Sykesville town manager makes 'hardest decision,' resigns after one year

“I am so very proud of all of the things we have been able to accomplish together,” outgoing Sykesville Town Manager Aretha Adams says in her resignation letter.
“I am so very proud of all of the things we have been able to accomplish together,” outgoing Sykesville Town Manager Aretha Adams says in her resignation letter. (Courtesy photo/Aretha Adams)

Sykesville Town Manager Aretha Adams submitted her resignation to the mayor and Town Council last week after serving for one year.

“I am so very proud of all of the things we have been able to accomplish together,” Adams says in a resignation letter.


Despite recent successes for the town, such as finalizing the sale of Warfield, Adams’ family is moving back to Texas, she said.
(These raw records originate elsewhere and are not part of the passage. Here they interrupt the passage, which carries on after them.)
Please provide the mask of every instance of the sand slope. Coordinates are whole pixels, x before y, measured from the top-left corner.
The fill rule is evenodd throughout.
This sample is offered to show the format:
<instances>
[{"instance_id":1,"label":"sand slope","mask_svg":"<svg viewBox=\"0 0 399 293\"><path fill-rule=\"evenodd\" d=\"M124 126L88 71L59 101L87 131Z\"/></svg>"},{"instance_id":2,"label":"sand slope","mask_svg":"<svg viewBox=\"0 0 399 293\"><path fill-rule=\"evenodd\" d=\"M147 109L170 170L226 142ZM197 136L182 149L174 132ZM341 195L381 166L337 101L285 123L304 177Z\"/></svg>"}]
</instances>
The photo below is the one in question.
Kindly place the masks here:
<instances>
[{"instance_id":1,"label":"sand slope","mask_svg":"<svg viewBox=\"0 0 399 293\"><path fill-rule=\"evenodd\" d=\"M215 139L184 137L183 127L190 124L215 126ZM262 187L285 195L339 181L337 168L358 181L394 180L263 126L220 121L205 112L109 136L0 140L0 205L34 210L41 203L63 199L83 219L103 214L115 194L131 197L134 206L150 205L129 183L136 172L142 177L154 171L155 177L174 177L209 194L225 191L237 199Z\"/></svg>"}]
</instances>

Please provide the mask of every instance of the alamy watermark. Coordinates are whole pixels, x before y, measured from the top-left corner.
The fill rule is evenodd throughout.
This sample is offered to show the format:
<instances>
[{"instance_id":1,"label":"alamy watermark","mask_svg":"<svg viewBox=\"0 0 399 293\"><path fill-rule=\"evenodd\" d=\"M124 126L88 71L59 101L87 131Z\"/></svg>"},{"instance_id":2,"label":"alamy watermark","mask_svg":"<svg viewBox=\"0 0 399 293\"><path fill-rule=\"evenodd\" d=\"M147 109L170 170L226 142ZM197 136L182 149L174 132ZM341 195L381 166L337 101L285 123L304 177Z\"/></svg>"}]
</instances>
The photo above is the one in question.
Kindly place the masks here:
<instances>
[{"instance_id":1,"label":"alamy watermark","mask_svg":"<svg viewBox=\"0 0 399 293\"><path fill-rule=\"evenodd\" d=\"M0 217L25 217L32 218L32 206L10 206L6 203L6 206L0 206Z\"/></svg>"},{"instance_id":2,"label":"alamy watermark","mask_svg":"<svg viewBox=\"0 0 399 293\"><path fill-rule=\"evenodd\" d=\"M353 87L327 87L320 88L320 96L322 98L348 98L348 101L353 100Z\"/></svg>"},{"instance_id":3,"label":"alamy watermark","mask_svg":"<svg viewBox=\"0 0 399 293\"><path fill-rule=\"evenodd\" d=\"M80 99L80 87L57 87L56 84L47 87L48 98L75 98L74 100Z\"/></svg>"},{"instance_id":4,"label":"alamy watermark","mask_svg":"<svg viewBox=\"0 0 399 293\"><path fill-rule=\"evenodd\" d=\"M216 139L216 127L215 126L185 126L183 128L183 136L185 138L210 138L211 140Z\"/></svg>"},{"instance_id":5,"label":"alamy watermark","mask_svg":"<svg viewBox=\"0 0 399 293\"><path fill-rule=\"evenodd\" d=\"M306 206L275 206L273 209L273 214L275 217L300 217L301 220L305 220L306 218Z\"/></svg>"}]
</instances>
“Recently my family made the decision to return to Texas due to my husband’s position at work. I am not exaggerating when I say this was the hardest decision I have ever had to make,” states the letter.


The Sykesville town manager’s responsibilities are to “oversee the day to day operations of the Town government through the supervision and guidance of its departments, implementing policies, enforcing ordinances, presenting a balanced Town budget, working with the Town’s stakeholders, and fulfilling the vision, mission and goals established by the Mayor and Town Council,” according to the Town of Sykesville website.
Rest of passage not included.